Another important practice that has helped is to not put so much importance on praying for what I need or want, at least not at first. In the past, my prayer was much more defined by my list of “asks” rather than trust and quality time. Now, I focus on trusting that God already knows what I need better than I can even articulate it. This has helped me to be less distracted and more peaceful during prayer, gazing more towards God instead of myself. If I do pray for anything specific, I typically wait until after my rosary is completed. Usually, doing this helps me to clearly prioritize specific intentions, and to identify the prayer within the prayer.
In a similar vein, as I am praying the rosary, as my mind pulls towards things that I think I need to ask for, I do my best to resist and to refocus myself back to my breathing. Coincidentally, usually by the third decade; instead, of having all these scattered and undeveloped “asks” of God, I can see more clearly what I need to pray for. I call this “the pray within the prayer.” For example, when I begin the rosary I might set out for help with all the obligations and responsibilities I sense that I need to fulfill. However, as I work myself through the rosary, I feel like rather than helping me to find a way to do everything, He gently reveals to me what matters most. What’s most important and what I am just spinning my wheels on. By the end of my time in prayer, I am typically focused on one thing for that day that I really need God’s help with.
In addition, to having a racing mind that endlessly seeks to distract me from prayer I also struggle with time. Either leading up to prayer or while I am praying, it is not uncommon for me to feel like I am just too busy with too many things going on to have time for pray.
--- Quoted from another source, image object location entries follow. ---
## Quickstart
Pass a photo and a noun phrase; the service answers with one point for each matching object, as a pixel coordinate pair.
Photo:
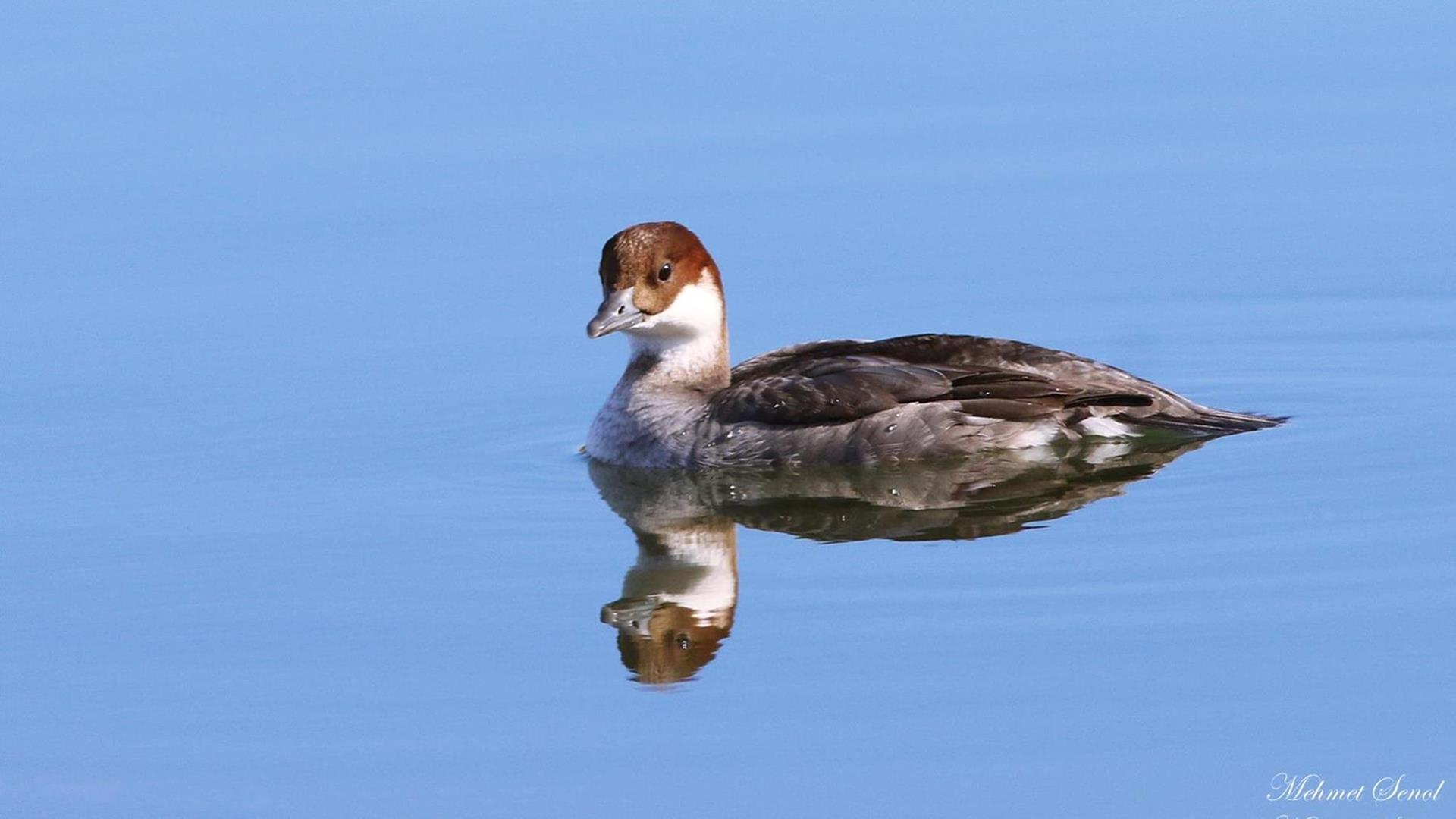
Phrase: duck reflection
(677, 601)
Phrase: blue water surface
(291, 515)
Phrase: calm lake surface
(293, 519)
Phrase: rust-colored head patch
(657, 259)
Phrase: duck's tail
(1209, 422)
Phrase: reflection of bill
(677, 601)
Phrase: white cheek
(696, 311)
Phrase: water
(293, 519)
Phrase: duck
(680, 406)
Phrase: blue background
(291, 521)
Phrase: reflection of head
(677, 602)
(673, 646)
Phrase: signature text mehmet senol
(1312, 787)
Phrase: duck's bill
(617, 312)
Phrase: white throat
(688, 337)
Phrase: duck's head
(660, 286)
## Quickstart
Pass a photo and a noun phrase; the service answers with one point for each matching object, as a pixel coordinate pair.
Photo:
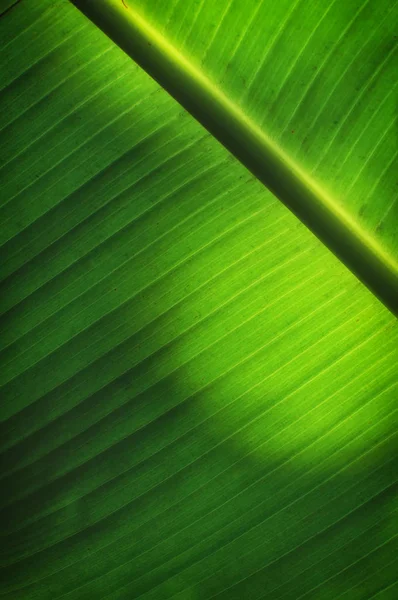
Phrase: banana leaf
(198, 397)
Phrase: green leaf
(285, 128)
(198, 398)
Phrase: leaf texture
(257, 137)
(198, 398)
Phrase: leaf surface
(198, 398)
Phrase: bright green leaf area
(321, 78)
(198, 398)
(256, 137)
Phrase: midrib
(227, 122)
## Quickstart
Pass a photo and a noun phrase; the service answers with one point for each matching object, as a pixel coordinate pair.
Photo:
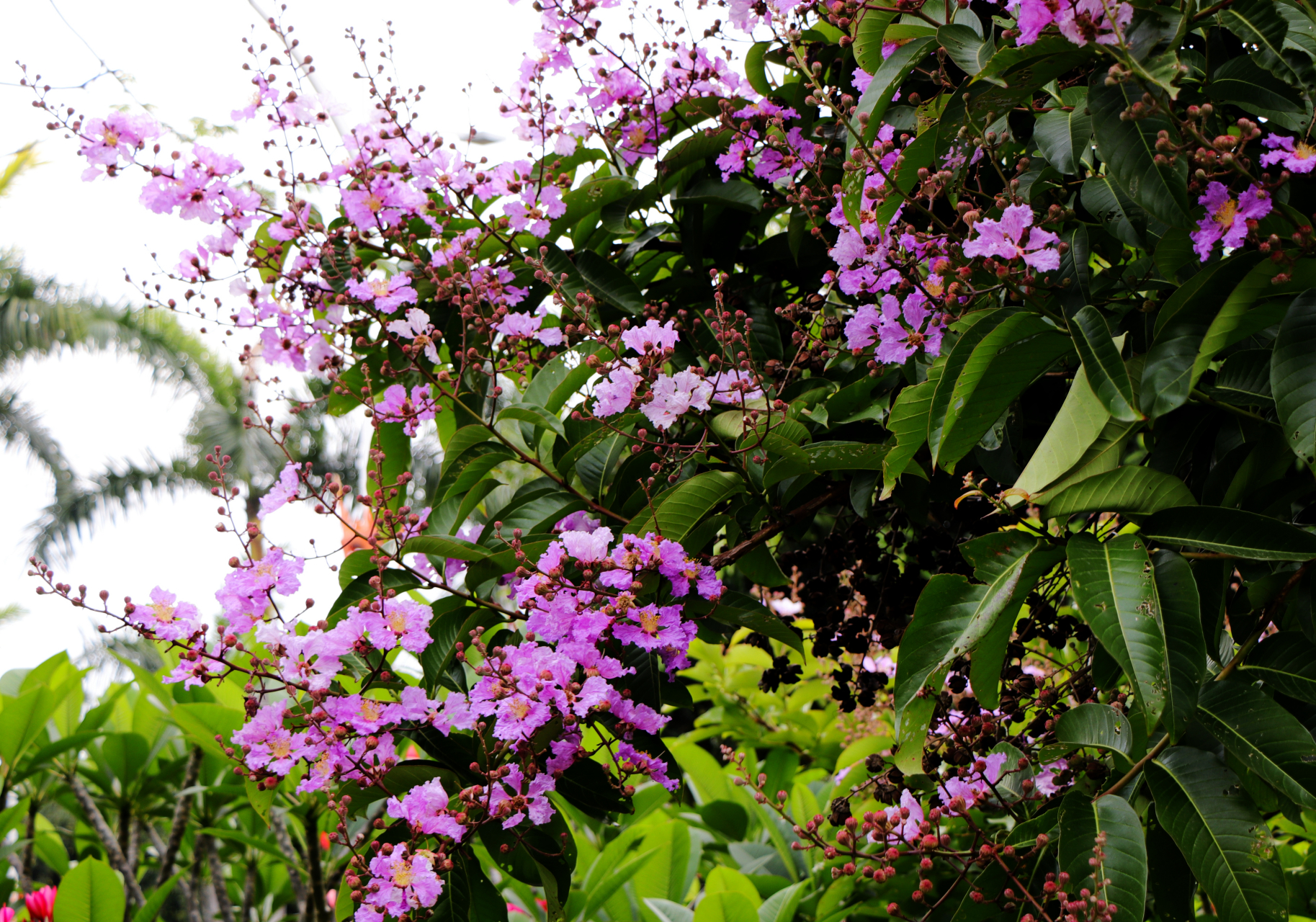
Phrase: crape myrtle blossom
(1227, 218)
(1295, 157)
(1080, 22)
(1003, 238)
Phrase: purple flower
(395, 407)
(282, 491)
(166, 619)
(1002, 238)
(735, 387)
(587, 546)
(674, 395)
(426, 807)
(1227, 219)
(385, 294)
(524, 326)
(652, 336)
(406, 883)
(633, 762)
(615, 395)
(1086, 22)
(1299, 157)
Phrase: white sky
(184, 58)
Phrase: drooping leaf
(1128, 148)
(1124, 861)
(1065, 137)
(953, 616)
(1096, 725)
(1115, 591)
(1186, 650)
(1125, 490)
(1265, 737)
(1287, 662)
(91, 892)
(689, 504)
(1236, 532)
(1293, 375)
(1106, 371)
(1217, 826)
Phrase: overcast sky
(184, 60)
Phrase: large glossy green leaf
(1065, 137)
(1125, 490)
(908, 424)
(1124, 861)
(1096, 725)
(1106, 371)
(953, 616)
(1287, 662)
(867, 37)
(1128, 148)
(1231, 532)
(1182, 326)
(1265, 737)
(1293, 375)
(91, 892)
(1217, 826)
(689, 504)
(1003, 363)
(966, 48)
(1186, 650)
(1116, 595)
(1075, 428)
(609, 283)
(886, 81)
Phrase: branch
(107, 839)
(735, 554)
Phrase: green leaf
(725, 907)
(1115, 592)
(867, 37)
(1112, 207)
(908, 424)
(966, 48)
(1293, 375)
(1186, 650)
(1096, 725)
(1106, 371)
(1258, 22)
(440, 546)
(1002, 364)
(681, 509)
(536, 416)
(609, 283)
(1236, 532)
(1125, 855)
(1128, 148)
(738, 194)
(1064, 137)
(202, 721)
(953, 616)
(1287, 662)
(1265, 737)
(823, 457)
(1239, 81)
(1125, 490)
(1078, 425)
(741, 611)
(886, 79)
(1206, 812)
(91, 892)
(156, 901)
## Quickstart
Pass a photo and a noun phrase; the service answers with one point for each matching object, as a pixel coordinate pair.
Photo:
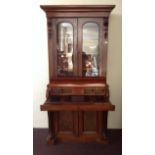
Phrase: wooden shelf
(82, 106)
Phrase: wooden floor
(73, 148)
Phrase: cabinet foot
(51, 140)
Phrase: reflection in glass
(90, 65)
(64, 49)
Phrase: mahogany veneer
(77, 94)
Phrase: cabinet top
(77, 10)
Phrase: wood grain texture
(77, 106)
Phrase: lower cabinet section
(77, 126)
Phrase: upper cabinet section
(77, 40)
(77, 10)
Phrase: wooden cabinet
(77, 94)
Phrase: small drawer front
(78, 91)
(94, 91)
(61, 91)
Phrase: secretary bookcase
(77, 97)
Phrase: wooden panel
(89, 121)
(66, 121)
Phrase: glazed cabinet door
(64, 47)
(91, 47)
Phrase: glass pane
(90, 63)
(64, 49)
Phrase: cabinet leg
(51, 135)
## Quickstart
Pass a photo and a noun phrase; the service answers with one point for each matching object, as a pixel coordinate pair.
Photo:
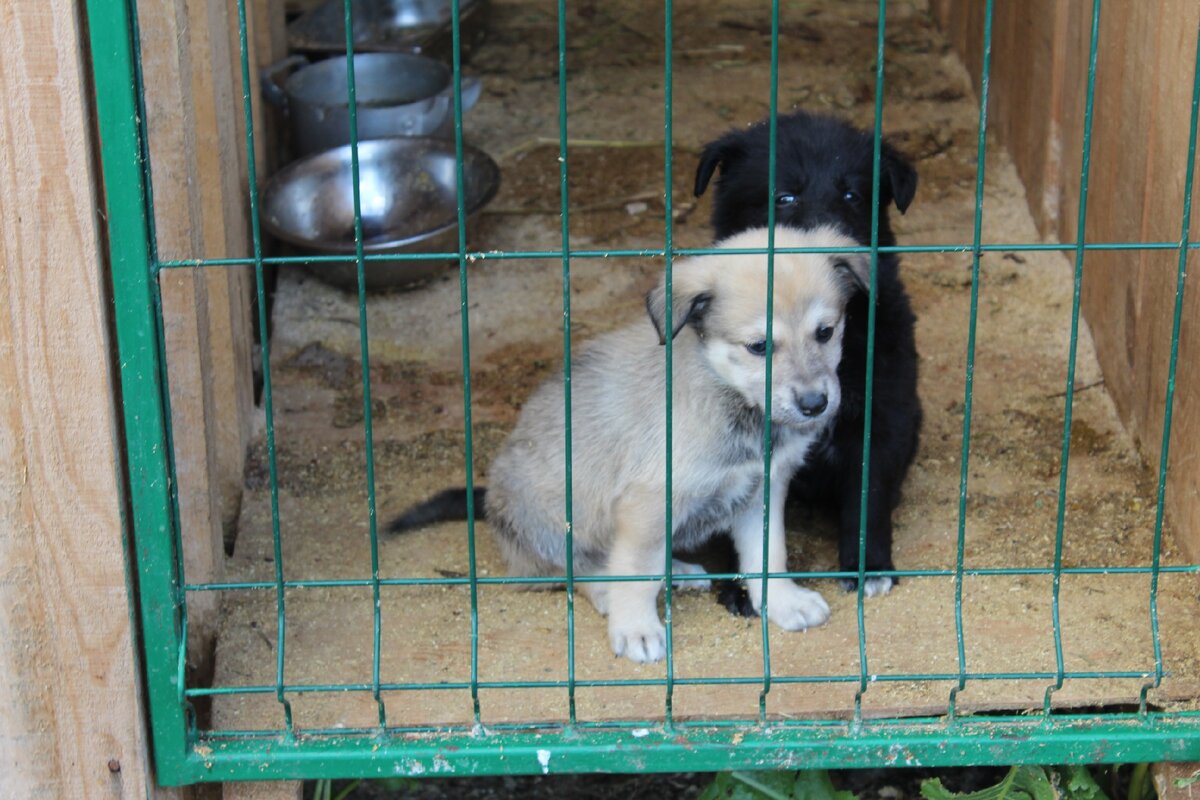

In the past, this impulse has caused me to either put off prayer altogether or to feel hurriedly distracted during prayer. More recently, I’ve worked on changing my distorted perception of time.
Even though I am busy (everyone is busy!), I have enough time for prayer. In fact, I don’t have enough time not to pray. A day, a year, my whole time on this earth is too short not to communicate regularly with God. I use to tell myself that I would develop a strong prayer routine when things slow down or when I have more time. What I now realize is that regular prayer time is a lot like saving money. If my savings strategy is to save whatever is left after all my bills and expenses are paid every month, I typically save very little or nothing at all. However, if I save first before a lot of my discretionary expenses, and build my budget around my savings goals, more gets saved. Prayer is similar, when I leave my prayer time up to chance, hoping I’ll have surplus time or energy, it typically doesn’t get done. I’m learning to give prayer priority time not surplus time. I’ve found that if I build it in as part of my routine, as a priority before other things, I am much more likely to get it done and to do it as best as I can.
When I am in prayer and I feel rushed, I try to remind myself that prayer determines time not the other way around. As Peter Kreeft writes in his article, Time, “We think time determines prayer, but prayer determines time. We think our lack of time is the cause of our lack of prayer, but our lack of prayer is the cause of our lack of time.” In my experience, this is true. As I have been developing a better prayer life, unexpectedly it seems like I have more time to get things done. After I walk out of The Shrine, sometimes it actually feels like time is slowing down. I know there is the same amount of time in the day as before; however, I believe God teaches me how to use it better when I spend part of my day with Him first.